There was one community leader I was put in touch with while visiting an event where meals for the community were packaged to be sent out. The community leader ended up becoming my guide, putting me in touch with one resident. Then two. Then three. I realized the true mechanics of building relationships and trust. They didn’t come from reading books and proving what I knew. It came from being invited into a broader network of a community. 

Despite the months I spent on research — my search for subjects, interviewing historians and experts, going to food distribution events, walking neighborhoods — most of my core reporting didn’t come together until the final weeks of my project.

There were plenty of anxious moments where I felt it would never come together; I’d hit a dead end. These moments came when I struggled to obtain the data I needed to tell my story, or lost touch with residents I had spent hours interviewing when they no longer answered my calls.

My colleagues and editor were incredibly helpful, reminding me to just keep going. Keep speaking to residents. Keep listening to their stories. Keep following the data. My group of 2020 National Fellows also played a huge role, and when I learned that they too were encountering these same challenges, it was comforting to work through our reporting obstacles together — workshopping ideas and brainstorming different ways to overcome the roadblocks. 

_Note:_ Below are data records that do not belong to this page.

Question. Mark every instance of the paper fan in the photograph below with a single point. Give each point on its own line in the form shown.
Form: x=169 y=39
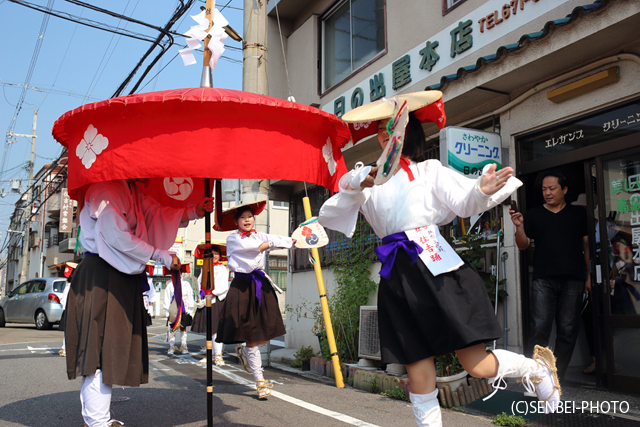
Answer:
x=390 y=157
x=310 y=234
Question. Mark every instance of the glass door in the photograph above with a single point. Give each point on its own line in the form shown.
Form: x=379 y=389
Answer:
x=619 y=265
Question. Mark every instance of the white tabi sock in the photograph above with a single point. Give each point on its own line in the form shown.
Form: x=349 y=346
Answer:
x=255 y=362
x=217 y=346
x=426 y=409
x=95 y=398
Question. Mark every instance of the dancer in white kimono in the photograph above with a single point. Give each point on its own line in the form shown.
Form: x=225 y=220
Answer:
x=431 y=302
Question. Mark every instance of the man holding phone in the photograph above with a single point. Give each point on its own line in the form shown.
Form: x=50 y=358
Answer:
x=560 y=266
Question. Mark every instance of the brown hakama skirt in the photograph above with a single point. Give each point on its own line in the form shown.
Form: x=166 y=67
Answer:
x=106 y=325
x=244 y=320
x=200 y=318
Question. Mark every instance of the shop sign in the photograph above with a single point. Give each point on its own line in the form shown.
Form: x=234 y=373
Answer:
x=455 y=44
x=66 y=212
x=592 y=130
x=469 y=150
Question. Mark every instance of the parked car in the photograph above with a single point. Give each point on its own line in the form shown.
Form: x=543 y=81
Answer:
x=35 y=301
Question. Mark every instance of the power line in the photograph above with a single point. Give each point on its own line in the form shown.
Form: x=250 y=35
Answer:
x=61 y=91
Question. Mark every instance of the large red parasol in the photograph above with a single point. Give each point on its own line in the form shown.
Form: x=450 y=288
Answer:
x=177 y=136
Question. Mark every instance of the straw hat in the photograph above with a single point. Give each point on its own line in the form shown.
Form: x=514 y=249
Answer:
x=383 y=108
x=221 y=245
x=227 y=222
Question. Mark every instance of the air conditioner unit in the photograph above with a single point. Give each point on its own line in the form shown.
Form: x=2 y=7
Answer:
x=369 y=342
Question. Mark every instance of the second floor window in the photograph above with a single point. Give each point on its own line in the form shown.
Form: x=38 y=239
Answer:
x=352 y=34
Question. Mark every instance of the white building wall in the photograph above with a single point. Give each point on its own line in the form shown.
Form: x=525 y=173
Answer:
x=410 y=24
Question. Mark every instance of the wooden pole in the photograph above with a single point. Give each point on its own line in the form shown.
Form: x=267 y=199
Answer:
x=207 y=257
x=325 y=306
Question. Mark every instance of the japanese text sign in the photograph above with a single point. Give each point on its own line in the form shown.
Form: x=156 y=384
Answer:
x=468 y=150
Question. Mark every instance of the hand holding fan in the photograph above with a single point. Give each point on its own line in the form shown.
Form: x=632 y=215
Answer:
x=310 y=234
x=390 y=157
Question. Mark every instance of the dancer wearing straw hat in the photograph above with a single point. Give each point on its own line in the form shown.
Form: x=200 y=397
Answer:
x=430 y=302
x=106 y=333
x=221 y=279
x=251 y=312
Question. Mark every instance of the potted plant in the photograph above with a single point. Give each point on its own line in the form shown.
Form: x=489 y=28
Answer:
x=303 y=357
x=449 y=371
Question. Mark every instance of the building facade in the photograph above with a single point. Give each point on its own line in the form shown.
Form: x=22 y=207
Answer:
x=557 y=80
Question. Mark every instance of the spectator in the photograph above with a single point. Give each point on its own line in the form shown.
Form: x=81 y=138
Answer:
x=560 y=261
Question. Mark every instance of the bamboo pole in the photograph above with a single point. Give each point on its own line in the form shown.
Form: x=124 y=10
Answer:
x=207 y=256
x=325 y=306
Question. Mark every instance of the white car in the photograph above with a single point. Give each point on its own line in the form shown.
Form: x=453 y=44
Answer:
x=35 y=301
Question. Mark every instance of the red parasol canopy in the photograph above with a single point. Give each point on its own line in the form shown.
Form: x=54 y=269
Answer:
x=177 y=136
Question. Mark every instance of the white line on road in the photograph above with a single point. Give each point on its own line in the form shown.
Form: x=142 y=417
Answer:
x=306 y=405
x=32 y=349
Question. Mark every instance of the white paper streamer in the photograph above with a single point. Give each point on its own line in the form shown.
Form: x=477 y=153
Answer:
x=198 y=32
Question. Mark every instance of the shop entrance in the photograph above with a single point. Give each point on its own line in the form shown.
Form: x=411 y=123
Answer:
x=600 y=154
x=608 y=187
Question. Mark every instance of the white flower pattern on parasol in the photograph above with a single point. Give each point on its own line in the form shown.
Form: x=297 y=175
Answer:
x=91 y=145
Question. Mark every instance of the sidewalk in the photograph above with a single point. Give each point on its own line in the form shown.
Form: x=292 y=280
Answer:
x=591 y=398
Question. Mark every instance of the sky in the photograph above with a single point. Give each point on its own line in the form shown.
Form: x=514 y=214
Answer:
x=77 y=65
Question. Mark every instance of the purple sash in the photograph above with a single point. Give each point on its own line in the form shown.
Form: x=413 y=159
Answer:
x=257 y=277
x=389 y=248
x=144 y=284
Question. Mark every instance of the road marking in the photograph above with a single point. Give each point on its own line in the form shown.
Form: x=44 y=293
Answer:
x=188 y=358
x=306 y=405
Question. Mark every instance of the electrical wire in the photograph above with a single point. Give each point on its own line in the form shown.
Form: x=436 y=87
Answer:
x=88 y=22
x=23 y=93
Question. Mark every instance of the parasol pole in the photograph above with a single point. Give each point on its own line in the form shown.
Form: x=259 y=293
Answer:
x=207 y=257
x=325 y=305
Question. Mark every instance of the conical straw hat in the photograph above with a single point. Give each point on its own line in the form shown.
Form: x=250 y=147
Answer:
x=383 y=108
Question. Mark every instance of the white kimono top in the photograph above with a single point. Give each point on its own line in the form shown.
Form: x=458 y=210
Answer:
x=244 y=255
x=435 y=197
x=123 y=226
x=221 y=279
x=187 y=298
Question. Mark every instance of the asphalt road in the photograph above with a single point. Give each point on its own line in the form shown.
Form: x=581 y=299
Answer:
x=35 y=392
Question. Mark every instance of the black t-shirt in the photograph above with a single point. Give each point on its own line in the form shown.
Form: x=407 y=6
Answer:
x=559 y=249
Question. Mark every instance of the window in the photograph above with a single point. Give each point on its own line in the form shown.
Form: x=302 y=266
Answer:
x=447 y=5
x=353 y=34
x=279 y=278
x=58 y=285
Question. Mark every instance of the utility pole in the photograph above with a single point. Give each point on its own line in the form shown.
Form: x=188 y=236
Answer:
x=24 y=272
x=254 y=79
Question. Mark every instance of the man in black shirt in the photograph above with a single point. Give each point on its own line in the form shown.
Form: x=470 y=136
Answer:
x=560 y=266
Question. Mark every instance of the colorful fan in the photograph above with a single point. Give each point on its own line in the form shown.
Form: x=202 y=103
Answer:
x=310 y=234
x=390 y=157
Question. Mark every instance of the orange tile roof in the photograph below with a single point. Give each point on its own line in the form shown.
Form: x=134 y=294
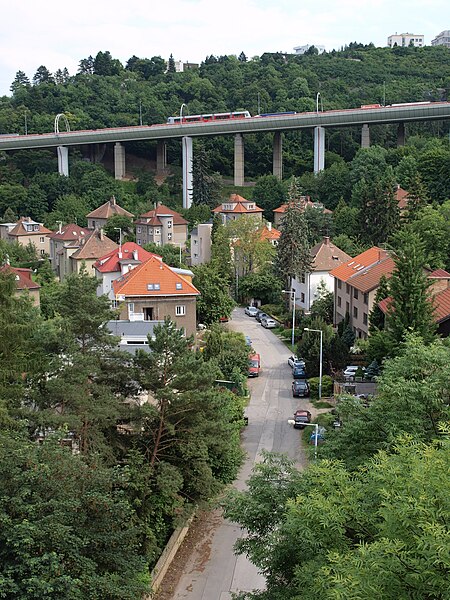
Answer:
x=70 y=232
x=153 y=272
x=240 y=207
x=151 y=216
x=306 y=200
x=22 y=277
x=270 y=234
x=110 y=263
x=93 y=246
x=108 y=209
x=20 y=228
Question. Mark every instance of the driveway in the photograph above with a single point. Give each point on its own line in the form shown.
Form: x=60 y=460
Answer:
x=206 y=567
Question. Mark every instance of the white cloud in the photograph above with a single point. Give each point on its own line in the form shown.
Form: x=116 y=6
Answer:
x=60 y=35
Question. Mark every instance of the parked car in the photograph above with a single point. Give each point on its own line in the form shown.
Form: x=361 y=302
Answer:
x=294 y=361
x=300 y=388
x=301 y=418
x=299 y=373
x=268 y=323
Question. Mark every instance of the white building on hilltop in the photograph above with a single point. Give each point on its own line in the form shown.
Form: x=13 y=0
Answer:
x=406 y=39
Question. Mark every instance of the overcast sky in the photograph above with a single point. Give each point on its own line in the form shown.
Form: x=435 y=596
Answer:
x=60 y=34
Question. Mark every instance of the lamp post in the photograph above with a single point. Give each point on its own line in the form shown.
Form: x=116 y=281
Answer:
x=316 y=433
x=293 y=314
x=320 y=358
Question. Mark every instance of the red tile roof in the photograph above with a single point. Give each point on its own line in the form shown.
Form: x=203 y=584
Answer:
x=21 y=229
x=109 y=209
x=240 y=206
x=70 y=232
x=151 y=217
x=365 y=270
x=96 y=244
x=306 y=202
x=110 y=263
x=157 y=274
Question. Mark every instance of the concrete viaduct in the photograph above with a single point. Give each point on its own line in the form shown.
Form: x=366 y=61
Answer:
x=318 y=121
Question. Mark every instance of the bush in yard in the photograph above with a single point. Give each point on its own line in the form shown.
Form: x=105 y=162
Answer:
x=327 y=386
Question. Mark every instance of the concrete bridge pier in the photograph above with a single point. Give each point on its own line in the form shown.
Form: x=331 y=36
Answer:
x=63 y=160
x=239 y=159
x=319 y=149
x=161 y=157
x=278 y=154
x=365 y=136
x=119 y=161
x=187 y=171
x=401 y=136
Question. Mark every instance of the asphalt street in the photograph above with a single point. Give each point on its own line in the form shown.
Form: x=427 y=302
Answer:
x=213 y=571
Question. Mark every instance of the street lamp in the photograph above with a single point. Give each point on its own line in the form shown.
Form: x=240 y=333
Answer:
x=320 y=358
x=316 y=433
x=293 y=313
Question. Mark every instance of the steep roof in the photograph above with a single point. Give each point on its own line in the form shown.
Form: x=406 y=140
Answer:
x=131 y=253
x=365 y=270
x=240 y=206
x=151 y=217
x=153 y=278
x=22 y=276
x=306 y=202
x=108 y=209
x=326 y=256
x=70 y=232
x=96 y=244
x=21 y=228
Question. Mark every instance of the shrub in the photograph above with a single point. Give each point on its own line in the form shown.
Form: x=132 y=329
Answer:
x=327 y=386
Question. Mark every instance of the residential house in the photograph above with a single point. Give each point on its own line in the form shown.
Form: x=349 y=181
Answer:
x=24 y=282
x=26 y=231
x=355 y=286
x=325 y=256
x=201 y=243
x=439 y=296
x=305 y=202
x=237 y=207
x=152 y=291
x=116 y=263
x=85 y=250
x=98 y=217
x=162 y=225
x=58 y=239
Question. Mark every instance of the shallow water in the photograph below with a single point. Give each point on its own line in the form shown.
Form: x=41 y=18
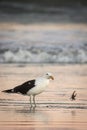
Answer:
x=52 y=34
x=54 y=108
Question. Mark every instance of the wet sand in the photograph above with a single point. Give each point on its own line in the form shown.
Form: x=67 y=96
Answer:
x=54 y=108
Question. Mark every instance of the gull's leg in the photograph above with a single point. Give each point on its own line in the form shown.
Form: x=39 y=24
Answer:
x=30 y=101
x=34 y=100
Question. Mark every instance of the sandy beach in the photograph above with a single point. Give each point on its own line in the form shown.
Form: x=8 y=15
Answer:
x=54 y=108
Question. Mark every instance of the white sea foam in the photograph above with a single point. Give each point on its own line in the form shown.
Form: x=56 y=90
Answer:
x=52 y=55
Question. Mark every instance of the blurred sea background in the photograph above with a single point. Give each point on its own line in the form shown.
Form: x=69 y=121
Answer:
x=39 y=36
x=43 y=31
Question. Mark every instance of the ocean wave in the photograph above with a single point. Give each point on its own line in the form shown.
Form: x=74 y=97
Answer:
x=45 y=55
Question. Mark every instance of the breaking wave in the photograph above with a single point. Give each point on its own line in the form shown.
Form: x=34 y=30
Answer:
x=45 y=54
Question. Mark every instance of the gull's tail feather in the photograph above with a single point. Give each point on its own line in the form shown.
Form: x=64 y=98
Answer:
x=8 y=91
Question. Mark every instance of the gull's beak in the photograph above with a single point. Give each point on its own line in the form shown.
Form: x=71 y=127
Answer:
x=51 y=77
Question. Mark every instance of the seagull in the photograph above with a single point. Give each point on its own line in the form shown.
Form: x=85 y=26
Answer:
x=73 y=95
x=32 y=87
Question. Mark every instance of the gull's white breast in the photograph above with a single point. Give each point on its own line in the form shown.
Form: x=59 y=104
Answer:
x=40 y=86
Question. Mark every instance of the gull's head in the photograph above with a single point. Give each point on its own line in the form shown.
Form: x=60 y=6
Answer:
x=49 y=76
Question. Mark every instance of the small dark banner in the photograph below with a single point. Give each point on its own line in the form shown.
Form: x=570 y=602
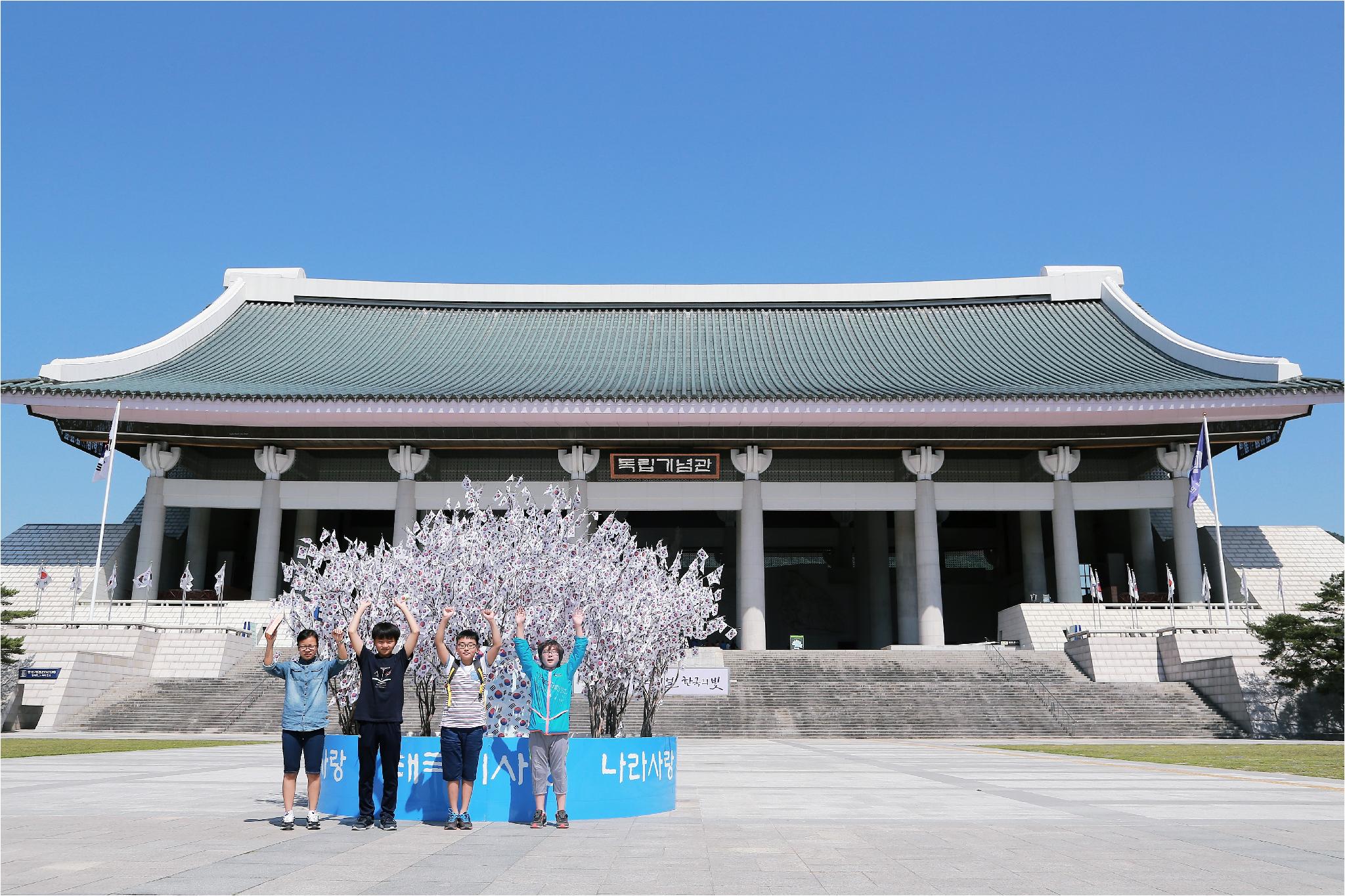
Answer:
x=663 y=467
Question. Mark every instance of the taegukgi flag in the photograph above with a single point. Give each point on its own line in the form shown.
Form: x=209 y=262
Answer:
x=1199 y=461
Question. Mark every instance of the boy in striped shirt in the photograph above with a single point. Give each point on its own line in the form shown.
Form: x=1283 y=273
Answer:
x=463 y=723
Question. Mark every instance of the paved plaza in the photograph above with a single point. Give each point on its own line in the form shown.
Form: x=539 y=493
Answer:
x=752 y=817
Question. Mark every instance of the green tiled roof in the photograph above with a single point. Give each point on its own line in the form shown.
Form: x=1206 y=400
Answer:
x=965 y=350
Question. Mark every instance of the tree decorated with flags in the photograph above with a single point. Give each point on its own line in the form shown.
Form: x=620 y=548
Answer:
x=640 y=608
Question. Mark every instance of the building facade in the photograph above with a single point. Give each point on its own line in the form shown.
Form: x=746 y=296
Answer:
x=875 y=463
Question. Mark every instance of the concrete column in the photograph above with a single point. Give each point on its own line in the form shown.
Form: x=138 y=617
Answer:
x=158 y=458
x=1142 y=551
x=408 y=463
x=879 y=580
x=1033 y=554
x=1176 y=459
x=1060 y=463
x=908 y=608
x=752 y=463
x=579 y=464
x=923 y=465
x=198 y=544
x=305 y=527
x=273 y=463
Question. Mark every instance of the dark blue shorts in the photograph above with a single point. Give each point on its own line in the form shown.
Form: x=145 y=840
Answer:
x=307 y=743
x=462 y=748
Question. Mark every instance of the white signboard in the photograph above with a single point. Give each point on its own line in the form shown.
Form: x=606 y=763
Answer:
x=699 y=683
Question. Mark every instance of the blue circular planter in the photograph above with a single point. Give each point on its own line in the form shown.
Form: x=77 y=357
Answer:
x=608 y=778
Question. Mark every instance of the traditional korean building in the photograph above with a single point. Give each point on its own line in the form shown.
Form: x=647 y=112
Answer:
x=875 y=463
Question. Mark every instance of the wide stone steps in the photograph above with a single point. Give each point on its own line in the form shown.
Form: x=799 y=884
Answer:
x=938 y=694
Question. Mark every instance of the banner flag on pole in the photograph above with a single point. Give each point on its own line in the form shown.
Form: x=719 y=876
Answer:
x=1199 y=461
x=104 y=469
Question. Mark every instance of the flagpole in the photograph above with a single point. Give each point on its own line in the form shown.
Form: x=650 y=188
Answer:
x=102 y=523
x=1219 y=528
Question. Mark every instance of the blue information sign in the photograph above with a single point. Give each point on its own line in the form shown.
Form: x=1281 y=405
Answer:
x=608 y=778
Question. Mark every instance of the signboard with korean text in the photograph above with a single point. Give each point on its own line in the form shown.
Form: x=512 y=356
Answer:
x=699 y=683
x=608 y=778
x=627 y=465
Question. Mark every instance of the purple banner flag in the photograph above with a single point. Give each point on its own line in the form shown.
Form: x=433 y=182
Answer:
x=1199 y=461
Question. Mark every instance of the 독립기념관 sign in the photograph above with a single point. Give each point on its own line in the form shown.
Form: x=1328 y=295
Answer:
x=627 y=465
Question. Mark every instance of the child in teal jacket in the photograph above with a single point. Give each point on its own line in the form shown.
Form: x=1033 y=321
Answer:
x=550 y=688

Little by little, I began answering questions and finding more subjects, sometimes at random, who ended up being critical. I was invited to a prayer call with many of the pastors in the city, a weekly event where scripture was read and songs were sung by religious leaders of all denominations. I was welcomed to listen in and ask if anyone was interested in being interviewed or if they had members of their congregations I might be able to speak to. 

The next day I got a few bites, and over the next few days and weeks, I conducted multiple interviews with pastors, activists and residents throughout the community. One interview emerged with a pastor of a church who had lost 15 congregants to COVID-19 over several weeks.

I also was put in touch with a 65-year-old city resident who lost his wife, daughter, father-in-law and brother to the virus. I sat down with him in his home, as he described in detail how the coronavirus swept through him home and left him by himself.

I spoke with a city activist who became a vital source in describing Newark during the ‘80s, ‘90s and early 2000s, and the ways in which the city has changed since then. She also revealed painful moments of her past while growing up in Newark, including the loss of her father as a child after his body mysteriously washed up on the beach in Brigantine, New Jersey, in 1981, abandoned more than 120 miles from home. She revealed personal traumas that had left many scars.

Another city activist described in detail what it was like to live during the 1967 uprising. And how far the city has come, which he attributed to Newark’s unique resilience.

I met with funeral home directors who described the horror they saw — the overwhelming number of bodies that flooded their businesses during the height of the pandemic.

Finally, I was getting somewhere. My ultimate goal in writing this story was to offer a nuanced picture of the city and its residents — to deliver something more insightful than the simplified stories so often written about Newark that only focus on crime and corruption. These facets were still part of the story, but they were far from the complete picture.

I wanted to tell the stories of the people of Newark who had suffered so immensely during the first months of the COVID-19 pandemic — stories so intrinsically tied to socioeconomic, health and racial factors often overlooked in daily headlines.